Falkirk Herald columnist and online disability campaigner Emma Muldoon has praised ScotRail’s decision to drastically reduce the time required to arrange assisted travel on its railways.
Emma, who is confined to a wheelchair with Limp Girdle Muscular Dystrophy (LGMD), writes an online blog Simply Emma which has become an inspiration for people with disabilities.
Through her writing, online and in The Falkirk Herald and other publications, Emma is able to vent frustrations on lack of disabled access and thank those who have gone out of their way to help her on her many adventures home and abroad.
She has become a leading figure in the disabled equality movement, making it onto the Shaw Trusts’ Power 100 list of the most influential disabled people in the UK in 2018.
A regular traveller, Emma was pleased to hear ScotRail’s announcement.
She said: “This is a massive step in the right direction, bringing much needed equality to the rail network. This will be life changing for many people and will encourage more disabled people to travel by train, myself included.”
ScotRail has reduced the time needed to arrange assisted travel, meaning customers can now book as little as two hours before their journey.
Customers who need extra help when travelling on the ScotRail network now have more flexibility in arranging short notice trips and can now book as little as two hours before their journey.
This reduction in booking time makes ScotRail the fastest at delivering assisted travel journeys in the UK.
Andrew Marshall-Roberts, ScotRail access and inclusion manager, said: “We’re committed to making the railway accessible for all and the assisted travel service is just one of the ways we’re doing this.

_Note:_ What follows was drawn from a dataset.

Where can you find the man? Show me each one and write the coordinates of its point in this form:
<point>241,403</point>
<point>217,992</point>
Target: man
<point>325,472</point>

“We aim to provide assistance to anyone who needs help when travelling on our network, whether this has been booked in advance or not. By reducing the notice period to two hours, customers now have more freedom to plan spur of the moment trips.
“Over the past year our hardworking colleagues have enabled over 250,000 assisted journeys – making sure people who need a bit of help to travel receive it.”
ScotRail’s free assisted travel service is open to anyone who would like more support when travelling on one of its trains – from wheelchairs and prams to customers with visual impairments or large items of luggage.
The two-hour window allows ScotRail to make sure people are in place at both the start and end of the journey to help customers.